Im Feuilleton „Denken ist kein Hype“ ein interessanter Kommentar von Carl Hegemann:

Der italienische Philosoph Giorgio Agamben hat am Pfingstmontag an der Volksbühne sein neues Buch „Profanierungen“ vorgestellt, in dem er Resultate der abendländischen Geistesgeschichte mit den Phänomenen der gegenwärtigen „Phase des äußersten Kapitalismus“ in Verbindung bringt. Walter Benjamins These, dass der Kapitalismus eine Religion sei, die anders als frühere Religionen „nicht die Erlösung, sondern die Schuld, nicht die Hoffnung, sondern die Verzweiflung beabsichtigt“ und nicht auf die Verwandlung der Welt sondern auf deren Zerstörung ziele, ist ein zentraler Anknüpfungspunkt. Gegen die Abspaltung der Menschen von sich selbst und die zunehmende Unbrauchbarkeit ihrer Produkte, gegen den Zerfall des Gebrauchswerts, an dessen Stelle ein bloßer „Ausstellungswert“ trete, der die Welt in ein Museum oder Theater verwandelt, entwickelt er ein Konzept der Entheiligung oder Schändung, um die Dinge wieder einem möglichen Gebrauch zuzuführen, sie aus ihrer Abgetrenntheit in der heiligen Sphäre des Marktes zurückzuholen. Agambens akribische und unbefangene Analysen fern jeder Mode sind der seltene Versuch, die Ausweglosigkeiten gegenwärtiger Lebensformen als zu überwindende zu denken, ohne in den Sackgassen des alten Antikapitalismus zu landen.
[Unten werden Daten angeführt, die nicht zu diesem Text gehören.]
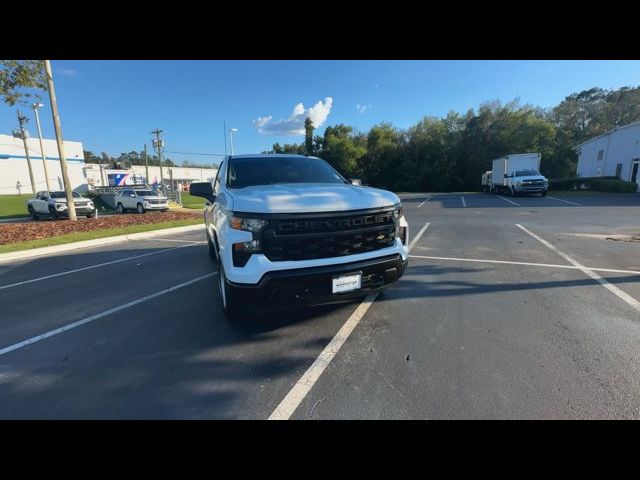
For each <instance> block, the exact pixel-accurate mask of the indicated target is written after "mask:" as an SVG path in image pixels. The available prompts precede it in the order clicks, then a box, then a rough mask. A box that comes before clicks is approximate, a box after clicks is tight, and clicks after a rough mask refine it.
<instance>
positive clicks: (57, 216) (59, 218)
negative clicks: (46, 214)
mask: <svg viewBox="0 0 640 480" xmlns="http://www.w3.org/2000/svg"><path fill="white" fill-rule="evenodd" d="M49 215H50V216H51V220H60V215H59V214H58V211H57V210H56V209H55V208H53V207H49Z"/></svg>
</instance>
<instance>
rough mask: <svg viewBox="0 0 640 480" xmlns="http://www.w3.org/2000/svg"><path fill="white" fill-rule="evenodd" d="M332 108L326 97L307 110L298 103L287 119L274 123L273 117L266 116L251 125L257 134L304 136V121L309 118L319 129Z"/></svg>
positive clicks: (327, 117)
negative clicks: (294, 135) (252, 124)
mask: <svg viewBox="0 0 640 480" xmlns="http://www.w3.org/2000/svg"><path fill="white" fill-rule="evenodd" d="M332 106H333V98H331V97H326V98H325V99H324V101H322V100H320V101H318V102H316V103H315V105H313V106H312V107H309V108H304V104H303V103H302V102H300V103H298V104H297V105H296V106H295V107H293V112H291V115H289V118H286V119H282V120H277V121H275V122H274V121H272V120H273V117H272V116H271V115H267V116H264V117H258V118H256V119H255V120H253V122H252V123H253V124H254V125H255V127H256V128H257V129H258V132H259V133H262V134H265V135H304V121H305V119H306V118H307V117H309V118H311V121H312V122H313V126H314V127H315V128H318V127H321V126H322V124H324V122H326V120H327V118H328V117H329V113H331V107H332Z"/></svg>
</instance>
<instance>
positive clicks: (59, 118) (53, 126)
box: [44, 60, 78, 222]
mask: <svg viewBox="0 0 640 480" xmlns="http://www.w3.org/2000/svg"><path fill="white" fill-rule="evenodd" d="M44 69H45V72H46V75H47V89H48V90H49V100H50V101H51V115H52V116H53V127H54V129H55V131H56V142H57V143H58V155H60V170H62V181H63V183H64V191H65V196H66V197H67V209H68V210H69V220H71V221H72V222H75V221H77V220H78V217H77V216H76V208H75V203H74V201H73V194H72V189H71V181H70V180H69V171H68V170H67V157H65V156H64V142H63V140H62V128H61V127H60V117H59V115H58V101H57V100H56V91H55V89H54V87H53V74H52V73H51V62H50V61H49V60H45V61H44Z"/></svg>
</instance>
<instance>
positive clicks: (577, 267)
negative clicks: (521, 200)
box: [516, 223, 640, 311]
mask: <svg viewBox="0 0 640 480" xmlns="http://www.w3.org/2000/svg"><path fill="white" fill-rule="evenodd" d="M516 227H518V228H519V229H521V230H522V231H523V232H525V233H528V234H529V235H531V236H532V237H533V238H535V239H536V240H538V241H539V242H540V243H542V244H543V245H544V246H545V247H547V248H548V249H549V250H552V251H553V252H555V253H557V254H558V255H560V256H561V257H562V258H564V259H565V260H566V261H567V262H569V263H571V264H572V265H574V266H575V267H577V268H578V270H580V271H582V272H583V273H584V274H585V275H587V276H589V277H591V278H592V279H594V280H595V281H596V282H598V283H599V284H600V285H602V286H603V287H604V288H606V289H607V290H609V291H610V292H611V293H613V294H614V295H616V296H617V297H618V298H620V299H622V300H624V301H625V302H627V303H628V304H629V305H630V306H632V307H633V308H635V309H636V310H638V311H640V302H638V300H636V299H635V298H633V297H632V296H631V295H629V294H627V293H625V292H623V291H622V290H620V289H619V288H618V287H616V286H615V285H613V284H611V283H609V282H608V281H607V280H605V279H604V278H602V277H601V276H600V275H598V274H597V273H595V272H594V271H593V270H592V269H590V268H587V267H585V266H584V265H582V264H581V263H580V262H578V261H577V260H575V259H574V258H572V257H570V256H569V255H567V254H566V253H564V252H561V251H560V250H558V248H556V247H555V246H553V245H551V244H550V243H549V242H547V241H546V240H545V239H544V238H542V237H540V236H538V235H536V234H535V233H533V232H532V231H530V230H528V229H527V228H525V227H523V226H522V225H520V224H518V223H516Z"/></svg>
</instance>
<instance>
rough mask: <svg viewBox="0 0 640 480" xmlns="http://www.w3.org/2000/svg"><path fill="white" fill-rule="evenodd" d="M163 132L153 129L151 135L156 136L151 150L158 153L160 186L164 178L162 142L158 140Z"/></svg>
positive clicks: (162, 141)
mask: <svg viewBox="0 0 640 480" xmlns="http://www.w3.org/2000/svg"><path fill="white" fill-rule="evenodd" d="M163 132H164V130H160V129H157V128H156V129H155V130H154V131H153V132H151V133H153V134H154V135H155V136H156V139H155V140H153V148H155V149H156V152H158V160H159V161H160V186H162V185H163V182H164V176H163V175H162V147H163V146H164V142H163V141H162V140H160V134H161V133H163Z"/></svg>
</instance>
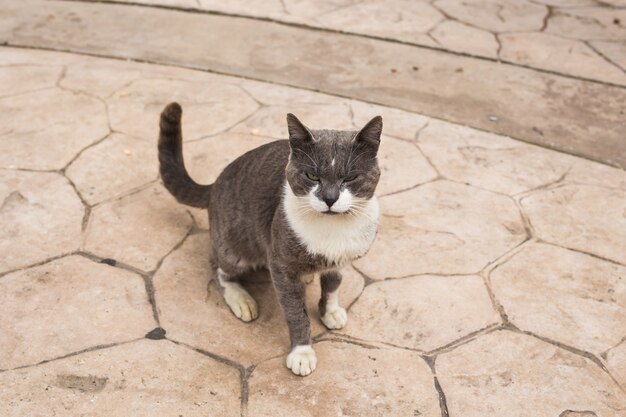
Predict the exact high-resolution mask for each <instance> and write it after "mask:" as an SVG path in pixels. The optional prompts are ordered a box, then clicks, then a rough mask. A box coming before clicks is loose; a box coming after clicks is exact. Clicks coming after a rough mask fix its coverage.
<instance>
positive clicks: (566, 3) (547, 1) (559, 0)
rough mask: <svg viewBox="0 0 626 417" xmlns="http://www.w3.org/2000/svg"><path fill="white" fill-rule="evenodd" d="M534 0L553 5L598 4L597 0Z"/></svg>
mask: <svg viewBox="0 0 626 417" xmlns="http://www.w3.org/2000/svg"><path fill="white" fill-rule="evenodd" d="M609 1H610V0H609ZM618 1H621V0H618ZM534 2H535V3H541V4H545V5H546V6H554V7H584V6H597V5H598V2H596V1H594V0H534ZM602 2H603V3H608V1H602Z"/></svg>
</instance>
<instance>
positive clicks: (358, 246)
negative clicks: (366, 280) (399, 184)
mask: <svg viewBox="0 0 626 417" xmlns="http://www.w3.org/2000/svg"><path fill="white" fill-rule="evenodd" d="M308 204H309V203H308V200H307V197H297V196H296V195H294V194H293V192H292V191H291V188H290V187H289V185H288V184H285V194H284V207H285V213H286V216H287V221H288V222H289V226H291V229H292V230H293V231H294V233H295V234H296V236H297V237H298V239H299V240H300V242H301V243H302V244H303V245H304V247H305V248H306V250H307V252H309V253H310V254H312V255H322V256H324V257H325V258H326V259H328V261H330V262H334V263H338V264H341V263H344V262H346V261H350V260H352V259H356V258H358V257H361V256H363V255H365V253H366V252H367V251H368V249H369V248H370V246H371V245H372V243H373V242H374V238H375V237H376V230H377V229H378V216H379V212H380V210H379V207H378V201H377V200H376V197H372V198H371V199H369V200H365V201H362V202H360V203H359V208H358V210H355V211H354V212H350V213H345V214H336V215H328V214H322V213H319V212H316V211H315V210H311V209H307V205H308Z"/></svg>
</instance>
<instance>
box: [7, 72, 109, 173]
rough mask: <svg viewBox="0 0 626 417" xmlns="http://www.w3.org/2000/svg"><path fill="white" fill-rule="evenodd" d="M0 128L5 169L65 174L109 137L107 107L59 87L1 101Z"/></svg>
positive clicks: (79, 94)
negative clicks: (44, 170) (82, 152)
mask: <svg viewBox="0 0 626 417" xmlns="http://www.w3.org/2000/svg"><path fill="white" fill-rule="evenodd" d="M50 71H51V73H52V74H54V75H57V74H58V71H59V70H58V68H55V67H50ZM24 109H28V111H24ZM33 115H35V116H33ZM0 126H2V127H1V128H0V129H1V132H2V133H3V135H2V140H0V166H2V167H3V168H26V169H38V170H45V169H61V168H63V167H64V166H65V165H66V164H67V163H68V162H70V161H71V160H72V158H73V157H74V156H75V155H76V154H77V153H78V152H79V151H80V150H81V149H83V148H84V147H86V146H88V145H90V144H92V143H94V142H96V141H97V140H98V139H101V138H103V137H104V136H105V135H107V134H108V133H109V128H108V124H107V118H106V110H105V107H104V104H103V103H101V102H100V101H98V100H97V99H95V98H92V97H88V96H86V95H84V94H72V93H71V92H68V91H63V90H60V89H56V88H54V89H46V90H42V91H33V92H30V93H26V94H21V95H18V96H14V97H5V98H3V99H0Z"/></svg>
Der Comic-, Pop- und „Star Wars“-Spezialist der Berliner Zeitung, Jens Balzer, reduziert Agamben in seiner Rezension (Berliner Zeitung v. 18.5.2005) auf das, was er schon von früher kennt: auf Freud und den „älteren Poststrukuralismus“. Das erspart die Beschäftigung mit ihm. Das spart Zeit und Zeit ist Geld. Übrig bleiben ein paar Allgemeinplätze. Nichts Neues unter der Sonne. Das eingedampfte Konstrukt assoziiert er dann staunenswerterweise mit dem Wort „Trendkatholizismus“. Weil schon der Titel des Buches „Profanierungen“ in die entgegengesetzte Richtung weist, muss er ihn leider verschweigen. Man fragt sich, warum er diesen Popanz aufbaut. Was wirft er Agamben vor? Dass er überhaupt ein Philosoph ist, der sich mit Philosophen und mit der Gesellschaft auseinandersetzt? Agambens Arbeit ist soweit von „Neokonservatismus“ und „lähmender Behaglichkeitsglasur“ entfernt wie Jens Balzer in diesem missglückten Schnellschuss vom Denken mit dem Kopf. Nichts gegen Comics und auch nichts gegen George Lucas. Aber warum bleibt er nicht dabei? Walter Benjamins frühe Bemerkung über das planetarische Kleinbürgertum hilft hier vielleicht weiter: „Es gibt für die Menschen, wie sie heute sind, nur eine radikale Neuigkeit – und das ist immer die gleiche: Der Tod.“

Carl Hegemann ist Theater-Spezialist und Dramaturg an der Volksbühne am Rosa-Luxemburg-Platz.